Earlier this week, Massachusetts Sen. Elizabeth Warren (D) called for hearings regarding special treatment given to big banks by the New York Federal Reserve (NYFR). This came after secret recordings of meetings made by Carmen Segarra, a former executive at the NYFR, were published by ProPublica and This American Life.
In an interview with NPR’s Morning Edition, Sen. Warren said the tapes tell “us exactly what we already knew — that the relationship between regulators and financial institutions they oversee is too cozy to provide the kind of tough oversight that’s really needed.”
Warren said there were two things about the tapes that jumped out. The first was “just a basic lack of truthful reporting,” that supervisors were actually telling examiners to file inaccurate reports on things they heard.
“If there’s not even an accurate record of what’s going on,” she said, “then the regulators can’t hope to do their jobs.”
The second thing was how the “Fed emphasized talk instead of action.”
“The regulators seemed to think that it was a victory just to raise an issue, even if they took absolutely no action to address the issue,” said Warren. “And that’s the kind of approach that allowed banks to take on massive risks before the financial crisis.”
“Does anyone believe that Goldman Sachs is gonna give up a deal that would yield millions of dollars because someone fussed at them behind closed doors?” the senator asked.
When asked about whether the Goldman Sachs deal, described on the tapes as “legal but shady,” was a problem with the regulators or the rules, Warren said:
“You know, for me it starts as a problem with the regulators — and let me describe it this way: … the cultural problem isn’t just some secondary concern, it’s the whole ballgame. We can keep making the rules tougher and tougher, but it won’t make an ounce of difference if the regulators won’t enforce the rules that are there. If the regulators back down or back off whenever the banks tell them to, then it’s the banks — and not the regulators — who are running the show.”
On what the regulators can do in situations where a bank is coming very close to crossing the imaginary “legal” line, Warren said the regulators should remind the banks that there’s a definite chance that they can get both themselves and the economy into trouble.

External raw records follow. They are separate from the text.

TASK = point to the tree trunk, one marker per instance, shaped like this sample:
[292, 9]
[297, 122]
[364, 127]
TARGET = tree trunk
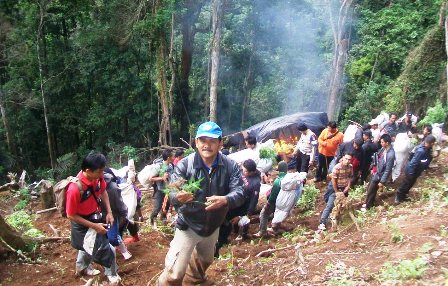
[173, 72]
[47, 125]
[192, 11]
[47, 195]
[341, 38]
[165, 129]
[216, 42]
[10, 236]
[11, 148]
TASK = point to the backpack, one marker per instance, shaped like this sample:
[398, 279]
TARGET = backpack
[60, 193]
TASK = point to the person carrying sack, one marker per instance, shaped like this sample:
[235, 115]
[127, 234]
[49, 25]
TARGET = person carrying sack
[88, 224]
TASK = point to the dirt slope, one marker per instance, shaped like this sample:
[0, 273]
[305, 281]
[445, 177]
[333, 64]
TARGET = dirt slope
[346, 257]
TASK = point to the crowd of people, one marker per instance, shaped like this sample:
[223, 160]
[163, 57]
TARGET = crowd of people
[228, 193]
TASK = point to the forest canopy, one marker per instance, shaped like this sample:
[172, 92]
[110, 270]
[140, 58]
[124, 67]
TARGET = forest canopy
[121, 76]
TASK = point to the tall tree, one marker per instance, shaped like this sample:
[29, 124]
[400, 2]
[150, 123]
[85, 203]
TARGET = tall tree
[217, 15]
[340, 25]
[40, 38]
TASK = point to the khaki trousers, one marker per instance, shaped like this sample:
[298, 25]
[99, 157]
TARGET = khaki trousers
[188, 258]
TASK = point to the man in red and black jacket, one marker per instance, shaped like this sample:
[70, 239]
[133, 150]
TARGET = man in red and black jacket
[84, 211]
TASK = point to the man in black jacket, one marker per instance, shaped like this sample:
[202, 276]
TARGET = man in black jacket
[382, 169]
[420, 161]
[200, 214]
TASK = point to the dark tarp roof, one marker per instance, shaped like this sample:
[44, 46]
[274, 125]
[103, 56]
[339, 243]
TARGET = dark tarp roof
[284, 126]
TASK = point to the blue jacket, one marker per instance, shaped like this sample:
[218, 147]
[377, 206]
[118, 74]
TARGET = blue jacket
[419, 162]
[224, 180]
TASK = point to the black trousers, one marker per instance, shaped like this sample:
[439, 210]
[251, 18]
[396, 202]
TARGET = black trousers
[372, 189]
[404, 188]
[322, 167]
[158, 202]
[303, 162]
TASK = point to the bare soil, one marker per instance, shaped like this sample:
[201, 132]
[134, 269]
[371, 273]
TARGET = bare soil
[348, 254]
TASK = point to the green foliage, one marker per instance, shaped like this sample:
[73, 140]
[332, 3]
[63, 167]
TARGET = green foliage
[308, 199]
[21, 205]
[268, 153]
[358, 193]
[397, 59]
[405, 270]
[130, 152]
[396, 236]
[20, 220]
[188, 152]
[435, 114]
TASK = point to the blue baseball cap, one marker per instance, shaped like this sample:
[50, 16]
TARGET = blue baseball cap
[209, 129]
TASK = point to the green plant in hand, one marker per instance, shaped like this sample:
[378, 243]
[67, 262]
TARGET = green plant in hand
[267, 153]
[190, 186]
[188, 152]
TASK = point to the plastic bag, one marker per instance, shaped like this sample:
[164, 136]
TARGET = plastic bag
[147, 173]
[129, 197]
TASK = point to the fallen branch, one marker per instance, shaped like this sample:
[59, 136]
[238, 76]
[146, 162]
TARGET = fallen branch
[149, 283]
[56, 231]
[19, 253]
[46, 210]
[269, 251]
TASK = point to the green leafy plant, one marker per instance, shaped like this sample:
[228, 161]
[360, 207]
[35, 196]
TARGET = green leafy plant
[20, 220]
[21, 205]
[308, 199]
[396, 234]
[405, 270]
[435, 114]
[130, 152]
[188, 152]
[267, 153]
[357, 193]
[190, 186]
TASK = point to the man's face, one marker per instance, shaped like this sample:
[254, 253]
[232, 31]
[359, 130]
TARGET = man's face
[250, 146]
[208, 147]
[428, 145]
[346, 160]
[94, 175]
[393, 118]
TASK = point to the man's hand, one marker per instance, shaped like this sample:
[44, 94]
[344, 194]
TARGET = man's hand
[110, 218]
[99, 228]
[184, 197]
[216, 202]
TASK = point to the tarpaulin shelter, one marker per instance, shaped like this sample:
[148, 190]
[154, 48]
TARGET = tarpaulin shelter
[280, 127]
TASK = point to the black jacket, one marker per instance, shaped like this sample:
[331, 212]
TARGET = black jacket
[119, 209]
[223, 180]
[419, 162]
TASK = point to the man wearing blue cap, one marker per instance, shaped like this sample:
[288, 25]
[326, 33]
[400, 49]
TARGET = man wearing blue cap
[200, 214]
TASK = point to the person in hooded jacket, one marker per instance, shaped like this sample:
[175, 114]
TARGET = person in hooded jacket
[119, 212]
[269, 208]
[420, 161]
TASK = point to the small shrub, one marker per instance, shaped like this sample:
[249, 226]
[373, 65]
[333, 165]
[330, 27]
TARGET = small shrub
[396, 234]
[358, 193]
[21, 205]
[308, 199]
[435, 114]
[20, 220]
[405, 270]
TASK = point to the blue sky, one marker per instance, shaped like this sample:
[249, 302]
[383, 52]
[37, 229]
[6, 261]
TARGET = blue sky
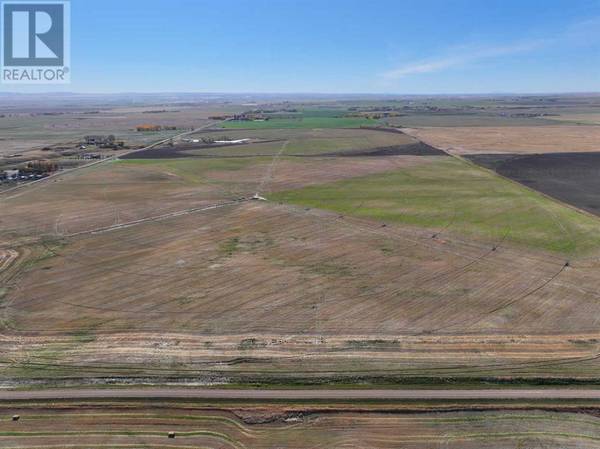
[336, 46]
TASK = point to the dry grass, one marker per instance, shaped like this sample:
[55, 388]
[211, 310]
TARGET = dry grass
[517, 139]
[277, 426]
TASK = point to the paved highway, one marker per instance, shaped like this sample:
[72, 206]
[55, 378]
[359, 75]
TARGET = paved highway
[192, 393]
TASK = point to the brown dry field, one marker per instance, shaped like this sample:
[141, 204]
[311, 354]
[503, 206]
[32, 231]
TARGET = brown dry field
[260, 291]
[302, 292]
[23, 132]
[116, 193]
[270, 426]
[517, 139]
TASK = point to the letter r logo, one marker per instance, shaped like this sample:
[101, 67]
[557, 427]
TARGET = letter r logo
[33, 34]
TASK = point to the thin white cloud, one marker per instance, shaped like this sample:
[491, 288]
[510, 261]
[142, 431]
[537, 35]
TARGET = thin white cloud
[461, 56]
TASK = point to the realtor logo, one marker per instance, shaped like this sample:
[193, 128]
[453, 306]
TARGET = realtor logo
[35, 42]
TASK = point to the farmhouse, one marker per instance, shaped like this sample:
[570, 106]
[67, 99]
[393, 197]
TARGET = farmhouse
[9, 174]
[148, 128]
[99, 140]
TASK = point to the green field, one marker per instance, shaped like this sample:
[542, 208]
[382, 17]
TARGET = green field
[303, 122]
[455, 197]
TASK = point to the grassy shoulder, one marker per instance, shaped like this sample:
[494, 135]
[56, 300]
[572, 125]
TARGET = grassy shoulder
[456, 197]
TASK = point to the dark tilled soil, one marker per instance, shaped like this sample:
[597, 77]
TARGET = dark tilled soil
[570, 177]
[413, 149]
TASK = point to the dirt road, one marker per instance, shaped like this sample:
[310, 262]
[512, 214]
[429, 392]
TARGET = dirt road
[181, 393]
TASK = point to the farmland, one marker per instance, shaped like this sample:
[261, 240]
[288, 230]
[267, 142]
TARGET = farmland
[234, 424]
[368, 258]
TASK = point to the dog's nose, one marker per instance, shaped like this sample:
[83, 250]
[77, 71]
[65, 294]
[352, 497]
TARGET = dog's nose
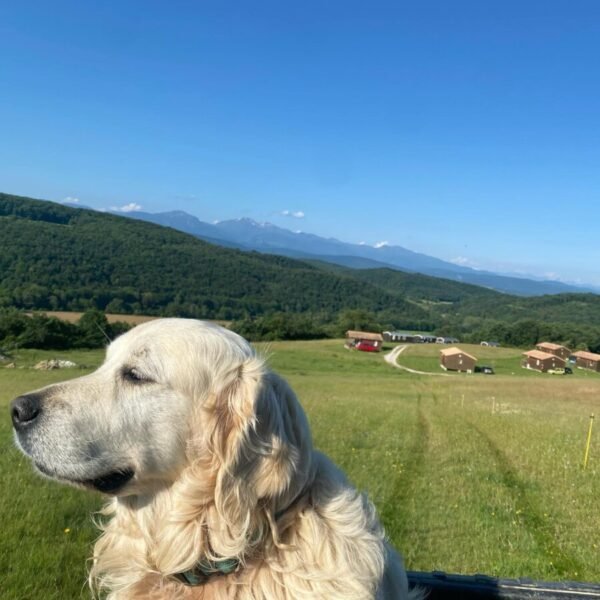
[24, 410]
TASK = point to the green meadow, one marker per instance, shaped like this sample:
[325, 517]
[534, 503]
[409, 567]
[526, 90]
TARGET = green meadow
[470, 473]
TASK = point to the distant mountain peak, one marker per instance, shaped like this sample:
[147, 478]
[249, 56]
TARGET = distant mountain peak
[248, 234]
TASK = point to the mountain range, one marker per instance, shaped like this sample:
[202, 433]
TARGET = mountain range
[59, 258]
[247, 234]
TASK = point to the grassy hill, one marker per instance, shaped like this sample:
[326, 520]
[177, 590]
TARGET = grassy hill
[60, 258]
[470, 474]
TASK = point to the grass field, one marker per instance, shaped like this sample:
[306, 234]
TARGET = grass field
[470, 473]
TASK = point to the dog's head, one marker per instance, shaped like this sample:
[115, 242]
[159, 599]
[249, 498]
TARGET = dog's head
[174, 397]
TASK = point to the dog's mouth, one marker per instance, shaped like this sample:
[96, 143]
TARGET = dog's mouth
[109, 483]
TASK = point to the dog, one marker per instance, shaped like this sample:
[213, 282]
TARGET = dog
[216, 491]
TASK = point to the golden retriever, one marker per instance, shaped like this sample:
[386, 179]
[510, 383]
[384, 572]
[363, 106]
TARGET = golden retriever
[216, 490]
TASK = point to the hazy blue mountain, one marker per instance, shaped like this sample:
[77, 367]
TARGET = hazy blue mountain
[248, 234]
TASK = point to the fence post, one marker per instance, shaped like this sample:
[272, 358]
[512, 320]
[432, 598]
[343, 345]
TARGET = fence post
[588, 443]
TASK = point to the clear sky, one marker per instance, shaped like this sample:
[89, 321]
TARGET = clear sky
[466, 130]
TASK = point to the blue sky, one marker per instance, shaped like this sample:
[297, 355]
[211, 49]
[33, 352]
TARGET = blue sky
[466, 130]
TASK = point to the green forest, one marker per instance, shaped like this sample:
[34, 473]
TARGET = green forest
[59, 258]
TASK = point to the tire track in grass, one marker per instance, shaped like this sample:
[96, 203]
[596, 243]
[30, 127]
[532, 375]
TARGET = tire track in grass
[394, 512]
[531, 516]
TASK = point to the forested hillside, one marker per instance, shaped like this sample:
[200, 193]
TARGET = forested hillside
[60, 258]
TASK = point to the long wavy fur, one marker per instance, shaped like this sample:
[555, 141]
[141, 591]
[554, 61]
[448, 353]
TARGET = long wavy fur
[255, 490]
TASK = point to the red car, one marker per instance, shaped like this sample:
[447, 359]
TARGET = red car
[366, 346]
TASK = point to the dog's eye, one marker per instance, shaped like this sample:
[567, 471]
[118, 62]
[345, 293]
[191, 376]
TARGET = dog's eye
[132, 375]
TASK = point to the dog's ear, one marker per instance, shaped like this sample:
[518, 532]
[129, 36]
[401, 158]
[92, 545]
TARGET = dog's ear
[262, 441]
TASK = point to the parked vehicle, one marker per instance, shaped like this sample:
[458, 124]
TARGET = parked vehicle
[557, 371]
[366, 346]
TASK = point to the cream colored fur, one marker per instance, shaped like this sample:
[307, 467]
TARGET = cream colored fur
[224, 468]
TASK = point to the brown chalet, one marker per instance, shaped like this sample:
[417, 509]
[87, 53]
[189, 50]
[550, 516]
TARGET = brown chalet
[556, 349]
[587, 360]
[542, 361]
[355, 337]
[455, 359]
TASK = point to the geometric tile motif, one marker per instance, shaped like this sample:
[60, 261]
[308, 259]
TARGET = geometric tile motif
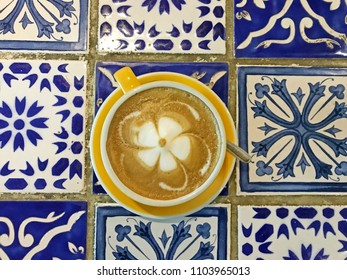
[292, 232]
[302, 28]
[54, 25]
[122, 235]
[165, 26]
[214, 75]
[42, 116]
[43, 230]
[292, 121]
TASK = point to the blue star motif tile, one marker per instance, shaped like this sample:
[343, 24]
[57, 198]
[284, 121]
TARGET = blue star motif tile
[292, 232]
[43, 230]
[42, 126]
[122, 235]
[164, 26]
[291, 120]
[214, 75]
[301, 28]
[53, 25]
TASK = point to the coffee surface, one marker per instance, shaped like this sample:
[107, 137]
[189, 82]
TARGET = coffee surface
[163, 143]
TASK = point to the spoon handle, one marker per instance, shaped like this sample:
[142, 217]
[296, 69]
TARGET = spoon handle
[238, 152]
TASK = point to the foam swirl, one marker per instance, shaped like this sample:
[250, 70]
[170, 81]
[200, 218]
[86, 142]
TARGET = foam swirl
[164, 141]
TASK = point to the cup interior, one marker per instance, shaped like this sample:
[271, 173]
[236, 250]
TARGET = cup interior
[105, 157]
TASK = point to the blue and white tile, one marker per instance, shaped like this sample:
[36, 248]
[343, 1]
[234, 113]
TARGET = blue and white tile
[164, 26]
[122, 235]
[292, 121]
[42, 126]
[43, 230]
[290, 28]
[292, 232]
[53, 25]
[214, 75]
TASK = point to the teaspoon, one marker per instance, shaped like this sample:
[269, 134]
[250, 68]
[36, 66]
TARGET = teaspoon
[238, 152]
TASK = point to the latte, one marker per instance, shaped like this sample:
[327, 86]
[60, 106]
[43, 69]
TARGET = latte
[163, 143]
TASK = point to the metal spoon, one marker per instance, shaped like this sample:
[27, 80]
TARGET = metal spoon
[238, 152]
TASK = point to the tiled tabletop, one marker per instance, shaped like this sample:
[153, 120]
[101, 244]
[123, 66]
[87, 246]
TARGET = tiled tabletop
[280, 68]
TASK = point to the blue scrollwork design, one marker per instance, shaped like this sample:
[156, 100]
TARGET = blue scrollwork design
[61, 22]
[174, 243]
[301, 128]
[24, 123]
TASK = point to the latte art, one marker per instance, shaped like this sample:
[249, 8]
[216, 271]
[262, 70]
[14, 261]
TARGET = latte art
[162, 143]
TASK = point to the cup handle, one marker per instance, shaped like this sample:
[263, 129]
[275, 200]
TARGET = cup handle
[126, 79]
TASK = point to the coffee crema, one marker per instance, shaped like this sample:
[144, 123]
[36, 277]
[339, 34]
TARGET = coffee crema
[163, 143]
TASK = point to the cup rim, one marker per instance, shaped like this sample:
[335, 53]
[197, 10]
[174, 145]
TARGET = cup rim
[150, 201]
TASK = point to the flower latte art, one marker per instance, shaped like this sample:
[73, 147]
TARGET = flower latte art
[163, 143]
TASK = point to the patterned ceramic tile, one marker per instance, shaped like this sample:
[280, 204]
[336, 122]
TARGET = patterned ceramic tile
[213, 74]
[43, 230]
[170, 26]
[292, 120]
[292, 233]
[53, 25]
[122, 235]
[42, 111]
[301, 28]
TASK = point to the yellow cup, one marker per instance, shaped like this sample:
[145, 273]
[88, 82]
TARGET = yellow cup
[131, 85]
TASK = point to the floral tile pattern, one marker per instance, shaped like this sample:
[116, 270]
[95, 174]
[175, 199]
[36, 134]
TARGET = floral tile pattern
[215, 75]
[53, 25]
[292, 120]
[292, 233]
[302, 28]
[162, 26]
[122, 235]
[42, 112]
[43, 230]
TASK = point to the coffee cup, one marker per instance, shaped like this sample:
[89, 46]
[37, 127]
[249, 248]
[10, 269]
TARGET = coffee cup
[162, 143]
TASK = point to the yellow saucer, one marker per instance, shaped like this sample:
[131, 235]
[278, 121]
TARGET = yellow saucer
[173, 211]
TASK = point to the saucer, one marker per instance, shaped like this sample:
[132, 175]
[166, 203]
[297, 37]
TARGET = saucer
[172, 211]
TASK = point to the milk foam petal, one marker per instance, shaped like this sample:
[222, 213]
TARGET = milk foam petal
[168, 128]
[150, 156]
[180, 147]
[167, 161]
[147, 135]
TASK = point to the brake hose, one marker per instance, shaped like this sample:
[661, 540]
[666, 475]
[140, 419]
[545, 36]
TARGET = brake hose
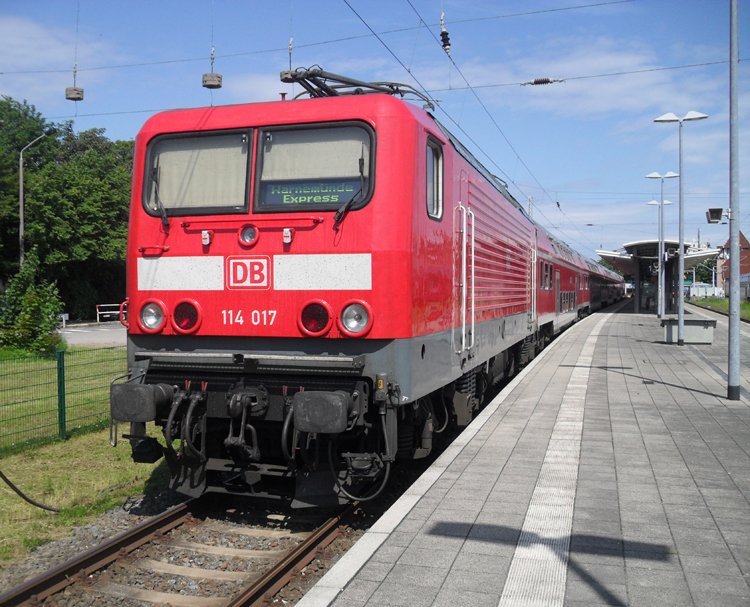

“That’s what happened in 2008 — the regulators stood by as the big financial institutions kept loading up on more and more risk,” said Warren. “The regulators had the tools to say to [them], ‘Hey, guys, you gotta back off — you’re putting the whole system at risk when you do this.’ And yet the regulators didn’t do that. They were willfully blind to what went on.”
“And what we’re seeing here,” continued Warren, “is that same kind of cozy relationship, as the big financial institutions continue to run their operations, taking on more risk, doing what they want to do, and brushing their regulators aside.”